State Street Global Advisors today launched the SPDR S&P 500 ESG ETF (EFIV), which introduces a significant new player into the expanding ranks of exchange-traded funds tailored to the ESG, or environmental, social and governance movement.

State Street’s SPDR S&P 500 ETF Trust (SPY) is the granddaddy of the U.S. ETF market in terms of age (launched in 1993) and size ($289 billion-plus in assets). The company’s newest fund aims to provide a risk and return profile similar to the S&P 500 by tracking the S&P 500 ESG Index, which employs S&P DJI ESG Scores and other ESG data to select index constituents.

Specifically, the index targets 75% of the market capitalization of each of the 11 GICS, or Global Industry Classification Standard industry groups within the S&P 500. It excludes companies based on the following criteria:

• Involvement with tobacco-related products and services, based on certain levels of production, revenue or ownership.

• Involvement in controversial weapons including cluster weapons, landmines, biological or chemical weapons, depleted uranium weapons, white phosphorus weapons or nuclear weapons, or hold certain ownership stakes in a company involved in these activities as determined by Sustainalytics, an ESG research and ratings firm.

• Those having a United Nations Global Compact score in the bottom 5% of all UNGC-scored companies globally, as determined by Arabesque, a data and advisory company involved in the ESG space.

State Street says the SPDR S&P 500 ESG ETF can provide investors with ESG core exposure.

ESG investing has evolved from niche status to increasing acceptance among both retail and institutional investors.
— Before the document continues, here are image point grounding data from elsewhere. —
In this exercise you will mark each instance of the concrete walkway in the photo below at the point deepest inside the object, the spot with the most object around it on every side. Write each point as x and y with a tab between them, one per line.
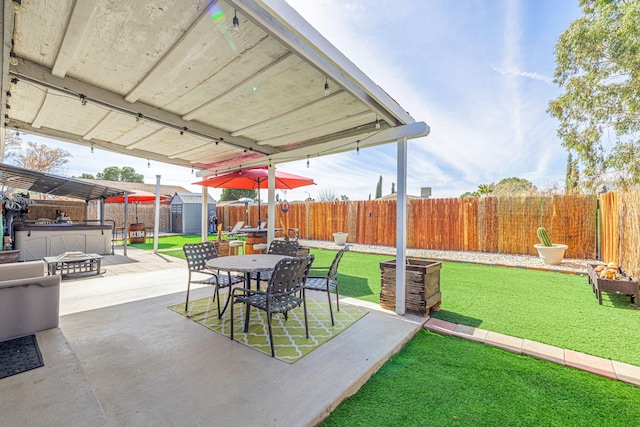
121	358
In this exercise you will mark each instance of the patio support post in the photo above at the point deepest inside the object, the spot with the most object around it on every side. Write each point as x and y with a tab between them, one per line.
271	208
125	238
101	210
156	224
401	226
205	214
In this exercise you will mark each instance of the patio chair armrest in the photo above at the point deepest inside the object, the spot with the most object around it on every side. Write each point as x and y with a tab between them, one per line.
246	291
317	270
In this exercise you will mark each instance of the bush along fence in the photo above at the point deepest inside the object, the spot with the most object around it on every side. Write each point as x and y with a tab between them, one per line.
490	224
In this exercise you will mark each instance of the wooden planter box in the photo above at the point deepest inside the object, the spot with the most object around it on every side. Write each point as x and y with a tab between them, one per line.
422	291
222	247
9	256
626	285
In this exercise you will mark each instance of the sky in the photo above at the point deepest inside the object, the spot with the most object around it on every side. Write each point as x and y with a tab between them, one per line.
478	72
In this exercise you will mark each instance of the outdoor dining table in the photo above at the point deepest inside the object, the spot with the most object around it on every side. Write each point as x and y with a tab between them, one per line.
247	264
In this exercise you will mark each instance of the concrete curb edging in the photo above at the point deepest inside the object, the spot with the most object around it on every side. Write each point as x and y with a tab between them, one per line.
606	368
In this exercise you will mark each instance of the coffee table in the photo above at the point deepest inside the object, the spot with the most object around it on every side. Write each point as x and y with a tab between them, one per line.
73	262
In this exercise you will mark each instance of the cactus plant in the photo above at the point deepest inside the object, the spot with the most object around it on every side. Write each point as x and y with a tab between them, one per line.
544	237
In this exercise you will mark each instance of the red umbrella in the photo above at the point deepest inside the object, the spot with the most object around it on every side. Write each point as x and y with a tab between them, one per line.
255	179
252	179
137	196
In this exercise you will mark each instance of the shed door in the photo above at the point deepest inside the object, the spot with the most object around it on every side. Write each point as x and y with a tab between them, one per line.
176	218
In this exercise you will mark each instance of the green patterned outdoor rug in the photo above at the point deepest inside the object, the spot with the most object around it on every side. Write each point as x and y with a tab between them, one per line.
288	337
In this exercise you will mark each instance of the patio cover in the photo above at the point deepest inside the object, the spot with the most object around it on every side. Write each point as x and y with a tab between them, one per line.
176	82
213	85
46	183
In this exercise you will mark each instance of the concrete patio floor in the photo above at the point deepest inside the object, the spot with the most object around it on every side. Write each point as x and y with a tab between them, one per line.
121	358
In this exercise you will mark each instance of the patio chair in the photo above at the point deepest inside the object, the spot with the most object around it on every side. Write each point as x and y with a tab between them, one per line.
326	279
197	255
278	247
284	292
235	231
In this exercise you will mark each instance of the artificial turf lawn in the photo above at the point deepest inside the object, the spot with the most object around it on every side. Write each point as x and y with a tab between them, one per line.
446	381
552	308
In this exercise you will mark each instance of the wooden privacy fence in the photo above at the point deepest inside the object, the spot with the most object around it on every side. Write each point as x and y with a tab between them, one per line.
620	229
491	224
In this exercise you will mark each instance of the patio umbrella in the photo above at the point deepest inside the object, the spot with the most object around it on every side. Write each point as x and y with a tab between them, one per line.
255	179
137	196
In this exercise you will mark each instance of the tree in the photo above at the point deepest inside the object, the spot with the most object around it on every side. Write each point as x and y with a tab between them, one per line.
514	187
41	158
509	187
229	194
327	195
597	63
126	174
379	188
85	176
572	177
484	190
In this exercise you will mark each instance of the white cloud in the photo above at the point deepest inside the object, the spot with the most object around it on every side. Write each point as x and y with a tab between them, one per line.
474	71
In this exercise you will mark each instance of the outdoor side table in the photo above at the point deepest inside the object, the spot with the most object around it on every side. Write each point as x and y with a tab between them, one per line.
71	263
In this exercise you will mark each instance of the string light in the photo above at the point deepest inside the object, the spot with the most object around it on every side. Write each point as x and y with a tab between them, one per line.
236	21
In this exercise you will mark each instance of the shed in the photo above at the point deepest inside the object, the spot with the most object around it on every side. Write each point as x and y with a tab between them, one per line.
186	212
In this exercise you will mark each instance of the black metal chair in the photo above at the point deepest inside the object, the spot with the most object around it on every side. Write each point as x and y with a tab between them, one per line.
326	279
284	292
197	255
278	247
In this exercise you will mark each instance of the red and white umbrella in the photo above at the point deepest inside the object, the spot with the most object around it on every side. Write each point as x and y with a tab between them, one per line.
255	179
137	196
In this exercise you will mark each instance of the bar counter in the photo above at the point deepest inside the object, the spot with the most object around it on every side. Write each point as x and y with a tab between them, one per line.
37	241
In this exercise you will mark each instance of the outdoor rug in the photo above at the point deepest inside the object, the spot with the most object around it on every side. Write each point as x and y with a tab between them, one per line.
288	337
19	355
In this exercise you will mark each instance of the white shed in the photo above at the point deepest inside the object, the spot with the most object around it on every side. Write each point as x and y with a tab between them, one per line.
186	212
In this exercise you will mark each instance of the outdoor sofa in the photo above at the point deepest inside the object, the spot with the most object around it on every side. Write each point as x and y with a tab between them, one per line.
29	299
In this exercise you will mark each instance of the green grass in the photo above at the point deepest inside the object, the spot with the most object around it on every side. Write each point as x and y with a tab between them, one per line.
445	381
172	245
552	308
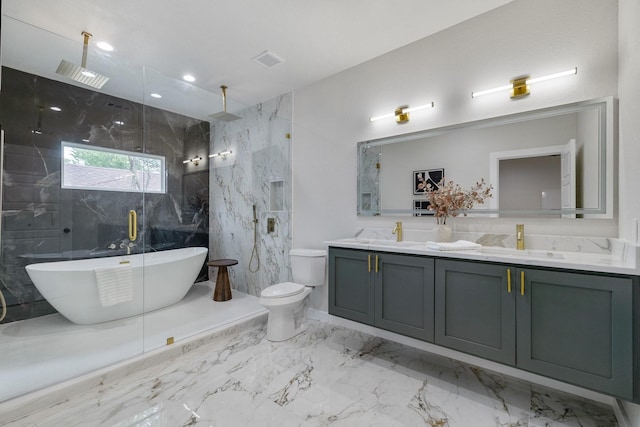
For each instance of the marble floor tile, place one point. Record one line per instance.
(328, 375)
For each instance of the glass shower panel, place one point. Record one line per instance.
(75, 171)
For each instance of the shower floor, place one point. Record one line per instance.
(47, 350)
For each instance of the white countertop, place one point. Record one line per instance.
(620, 262)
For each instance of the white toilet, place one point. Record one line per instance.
(286, 301)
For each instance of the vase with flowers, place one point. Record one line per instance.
(448, 199)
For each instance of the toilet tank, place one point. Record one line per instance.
(308, 266)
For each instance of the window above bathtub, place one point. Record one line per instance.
(96, 168)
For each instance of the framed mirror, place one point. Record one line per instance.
(555, 162)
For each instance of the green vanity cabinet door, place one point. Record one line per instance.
(475, 309)
(577, 328)
(404, 295)
(351, 290)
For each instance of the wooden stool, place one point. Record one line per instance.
(223, 286)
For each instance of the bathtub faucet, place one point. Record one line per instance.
(126, 243)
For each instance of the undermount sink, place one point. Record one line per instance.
(381, 242)
(526, 253)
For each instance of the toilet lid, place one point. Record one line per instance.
(282, 290)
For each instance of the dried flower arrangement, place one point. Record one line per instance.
(449, 199)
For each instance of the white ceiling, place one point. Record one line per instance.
(216, 40)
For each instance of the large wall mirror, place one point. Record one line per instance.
(555, 162)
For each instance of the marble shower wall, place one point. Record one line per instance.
(258, 172)
(42, 222)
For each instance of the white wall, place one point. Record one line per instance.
(522, 37)
(629, 175)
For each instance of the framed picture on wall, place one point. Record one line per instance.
(424, 177)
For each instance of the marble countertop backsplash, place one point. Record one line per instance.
(597, 254)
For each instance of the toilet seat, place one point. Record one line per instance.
(282, 290)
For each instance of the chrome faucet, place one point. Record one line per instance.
(520, 236)
(398, 231)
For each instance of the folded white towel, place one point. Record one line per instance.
(115, 284)
(458, 245)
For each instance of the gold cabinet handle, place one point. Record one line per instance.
(133, 225)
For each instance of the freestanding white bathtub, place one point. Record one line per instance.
(157, 279)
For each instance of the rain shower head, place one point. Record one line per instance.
(80, 73)
(223, 115)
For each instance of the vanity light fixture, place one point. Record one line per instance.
(222, 153)
(519, 86)
(402, 113)
(196, 160)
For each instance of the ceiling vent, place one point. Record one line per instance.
(268, 59)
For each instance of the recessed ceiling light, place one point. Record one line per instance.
(268, 59)
(105, 46)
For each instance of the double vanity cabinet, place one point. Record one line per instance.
(569, 325)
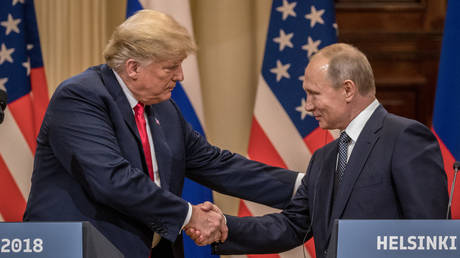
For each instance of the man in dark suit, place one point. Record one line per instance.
(114, 149)
(382, 166)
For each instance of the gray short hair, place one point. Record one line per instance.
(148, 36)
(347, 62)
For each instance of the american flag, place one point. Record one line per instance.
(22, 75)
(283, 133)
(446, 124)
(187, 95)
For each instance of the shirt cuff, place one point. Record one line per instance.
(298, 182)
(189, 215)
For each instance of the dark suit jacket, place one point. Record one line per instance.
(394, 172)
(90, 166)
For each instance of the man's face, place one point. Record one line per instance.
(326, 104)
(155, 81)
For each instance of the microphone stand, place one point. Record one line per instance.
(456, 167)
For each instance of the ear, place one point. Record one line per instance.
(350, 90)
(132, 68)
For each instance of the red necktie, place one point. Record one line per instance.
(140, 122)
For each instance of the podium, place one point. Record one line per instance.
(54, 239)
(395, 238)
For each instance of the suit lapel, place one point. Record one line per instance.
(363, 147)
(324, 187)
(114, 88)
(162, 151)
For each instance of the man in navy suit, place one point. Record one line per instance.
(387, 167)
(114, 149)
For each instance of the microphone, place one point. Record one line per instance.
(3, 100)
(456, 168)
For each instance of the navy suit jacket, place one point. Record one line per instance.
(90, 166)
(394, 172)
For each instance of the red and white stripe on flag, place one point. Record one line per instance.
(283, 134)
(22, 76)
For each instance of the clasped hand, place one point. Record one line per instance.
(207, 224)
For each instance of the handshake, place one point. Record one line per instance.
(207, 224)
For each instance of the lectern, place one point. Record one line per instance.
(54, 239)
(395, 238)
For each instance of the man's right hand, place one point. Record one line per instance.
(207, 222)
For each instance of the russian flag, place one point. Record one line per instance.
(187, 96)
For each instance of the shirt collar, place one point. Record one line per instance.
(132, 101)
(357, 124)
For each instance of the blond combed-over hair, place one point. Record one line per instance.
(347, 62)
(148, 36)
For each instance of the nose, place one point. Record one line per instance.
(308, 105)
(178, 74)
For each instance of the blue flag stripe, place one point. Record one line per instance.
(446, 120)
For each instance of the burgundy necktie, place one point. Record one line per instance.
(141, 126)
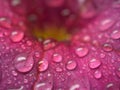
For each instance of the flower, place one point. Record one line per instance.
(59, 45)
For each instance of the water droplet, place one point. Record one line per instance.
(37, 54)
(115, 34)
(109, 85)
(65, 12)
(106, 24)
(75, 87)
(58, 69)
(48, 44)
(24, 62)
(82, 51)
(25, 80)
(71, 65)
(21, 88)
(97, 74)
(107, 47)
(15, 2)
(5, 22)
(118, 72)
(43, 65)
(29, 43)
(17, 36)
(102, 55)
(14, 73)
(57, 57)
(94, 63)
(54, 3)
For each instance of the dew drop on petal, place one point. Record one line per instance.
(97, 74)
(82, 51)
(106, 24)
(107, 47)
(43, 65)
(115, 34)
(71, 65)
(24, 63)
(17, 36)
(57, 57)
(94, 63)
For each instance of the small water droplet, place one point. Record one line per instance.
(43, 65)
(115, 34)
(9, 81)
(25, 80)
(82, 51)
(29, 43)
(24, 62)
(71, 65)
(106, 24)
(57, 57)
(48, 44)
(94, 63)
(102, 55)
(107, 47)
(14, 73)
(75, 87)
(58, 69)
(109, 85)
(97, 74)
(37, 54)
(17, 36)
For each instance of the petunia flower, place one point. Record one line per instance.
(59, 45)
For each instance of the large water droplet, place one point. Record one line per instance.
(75, 87)
(94, 63)
(71, 65)
(109, 85)
(107, 47)
(14, 73)
(15, 2)
(24, 62)
(45, 83)
(115, 34)
(43, 65)
(17, 36)
(97, 74)
(57, 57)
(82, 51)
(54, 3)
(58, 69)
(48, 44)
(106, 24)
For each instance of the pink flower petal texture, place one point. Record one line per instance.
(89, 60)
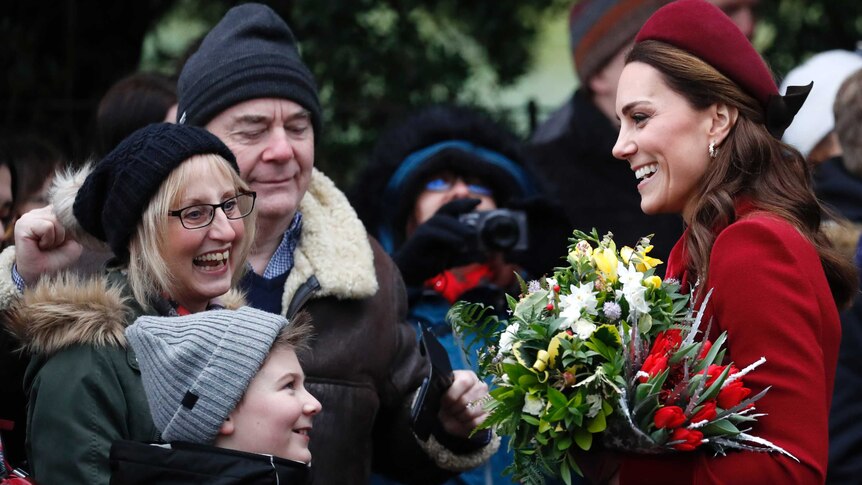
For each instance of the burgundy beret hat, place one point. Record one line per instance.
(701, 29)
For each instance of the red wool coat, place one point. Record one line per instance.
(771, 296)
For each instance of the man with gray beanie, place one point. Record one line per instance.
(226, 393)
(248, 85)
(571, 151)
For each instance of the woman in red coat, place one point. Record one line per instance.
(701, 125)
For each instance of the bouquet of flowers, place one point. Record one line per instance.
(604, 348)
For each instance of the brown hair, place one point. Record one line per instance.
(750, 163)
(296, 335)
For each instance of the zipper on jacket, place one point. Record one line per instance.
(302, 295)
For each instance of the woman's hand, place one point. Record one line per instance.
(461, 409)
(42, 245)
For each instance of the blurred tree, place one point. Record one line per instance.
(58, 58)
(373, 59)
(791, 31)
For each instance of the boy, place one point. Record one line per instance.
(226, 392)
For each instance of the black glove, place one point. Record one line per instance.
(547, 236)
(441, 242)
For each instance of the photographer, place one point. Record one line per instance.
(426, 196)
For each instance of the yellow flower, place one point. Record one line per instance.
(653, 282)
(606, 262)
(645, 262)
(541, 360)
(626, 254)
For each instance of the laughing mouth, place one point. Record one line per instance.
(212, 260)
(646, 171)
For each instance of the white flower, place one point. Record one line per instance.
(551, 293)
(633, 289)
(595, 403)
(533, 405)
(581, 299)
(584, 328)
(508, 338)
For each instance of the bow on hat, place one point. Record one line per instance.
(719, 42)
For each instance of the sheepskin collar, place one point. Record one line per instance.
(333, 247)
(68, 310)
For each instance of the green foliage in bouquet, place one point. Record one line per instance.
(557, 366)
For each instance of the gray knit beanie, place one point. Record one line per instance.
(196, 368)
(251, 53)
(598, 29)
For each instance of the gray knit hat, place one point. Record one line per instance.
(196, 368)
(598, 29)
(251, 53)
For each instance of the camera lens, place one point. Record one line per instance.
(500, 232)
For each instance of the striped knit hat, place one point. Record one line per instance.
(196, 368)
(598, 29)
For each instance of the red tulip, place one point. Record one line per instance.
(669, 417)
(654, 365)
(691, 439)
(706, 413)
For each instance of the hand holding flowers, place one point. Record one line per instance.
(605, 348)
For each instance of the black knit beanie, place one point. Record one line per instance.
(111, 201)
(250, 54)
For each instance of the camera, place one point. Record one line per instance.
(498, 229)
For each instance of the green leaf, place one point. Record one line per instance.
(597, 424)
(712, 390)
(720, 428)
(583, 438)
(557, 398)
(711, 356)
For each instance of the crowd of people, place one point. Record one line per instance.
(200, 304)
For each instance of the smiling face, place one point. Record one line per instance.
(203, 261)
(273, 141)
(275, 414)
(664, 140)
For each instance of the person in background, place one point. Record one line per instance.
(427, 174)
(839, 184)
(12, 363)
(251, 413)
(36, 160)
(813, 132)
(131, 103)
(248, 84)
(8, 184)
(171, 205)
(742, 12)
(574, 144)
(701, 122)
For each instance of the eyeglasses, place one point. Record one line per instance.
(446, 182)
(201, 215)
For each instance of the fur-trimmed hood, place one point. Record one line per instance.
(67, 310)
(333, 247)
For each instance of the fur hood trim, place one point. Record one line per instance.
(333, 246)
(67, 310)
(62, 194)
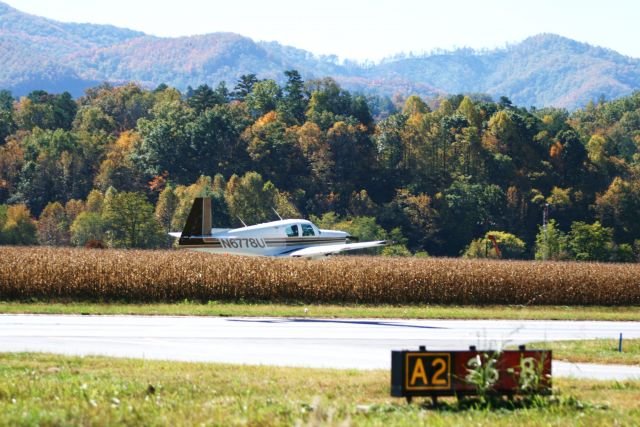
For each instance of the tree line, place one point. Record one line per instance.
(120, 166)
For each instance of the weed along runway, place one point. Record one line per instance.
(308, 342)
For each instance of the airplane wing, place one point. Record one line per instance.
(324, 250)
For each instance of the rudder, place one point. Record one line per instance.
(199, 220)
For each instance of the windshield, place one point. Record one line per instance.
(292, 230)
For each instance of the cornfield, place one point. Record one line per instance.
(63, 274)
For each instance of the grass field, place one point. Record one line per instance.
(38, 389)
(169, 276)
(215, 308)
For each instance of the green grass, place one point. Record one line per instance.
(594, 351)
(42, 389)
(332, 311)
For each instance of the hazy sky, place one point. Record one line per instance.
(360, 29)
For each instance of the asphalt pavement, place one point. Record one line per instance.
(308, 342)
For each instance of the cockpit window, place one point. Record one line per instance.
(307, 230)
(292, 230)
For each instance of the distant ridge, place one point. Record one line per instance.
(543, 70)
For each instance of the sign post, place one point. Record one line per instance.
(451, 373)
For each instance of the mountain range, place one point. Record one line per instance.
(543, 70)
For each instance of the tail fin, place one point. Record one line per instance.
(199, 220)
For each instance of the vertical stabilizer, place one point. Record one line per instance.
(199, 219)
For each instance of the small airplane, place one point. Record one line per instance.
(286, 237)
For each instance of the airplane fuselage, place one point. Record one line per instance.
(275, 238)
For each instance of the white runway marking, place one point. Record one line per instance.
(331, 343)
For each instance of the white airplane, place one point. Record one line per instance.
(287, 237)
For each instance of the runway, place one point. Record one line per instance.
(308, 342)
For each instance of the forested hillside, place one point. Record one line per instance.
(544, 70)
(120, 167)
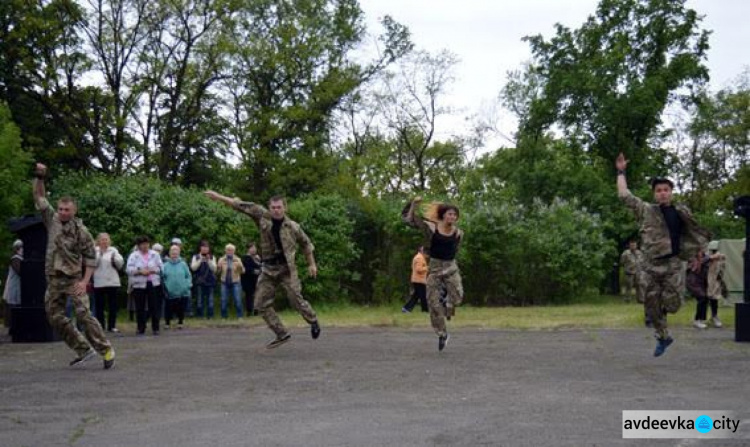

According to Morningstar, global sustainable funds (a term intermingled with ESG) saw asset flows of $45.6 billion versus outflows of $384.7 billion for the overall fund universe during the first quarter’s pandemic-fueled market meltdown.

And Morningstar noted that 23 new sustainable funds debuted in the U.S. in this year’s first half, marking the sixth consecutive year with more than 20 U.S. sustainable fund launches.

The SPDR S&P 500 ESG ETF enters the fray with a cost-competitive expense ratio of 0.10%. That’s just a hair more than the 0.09% expense ratio charged by the SPY fund.

But keep in mind that Vanguard and iShares offer rival ETFs that track the S&P 500 Index with much cheaper fees of 0.03% and 0.04%, respectively. Perhaps it’s just a matter of time before they engage in a price war of sorts by rolling out dirt-cheap ESG-themed S&P 500 ETFs.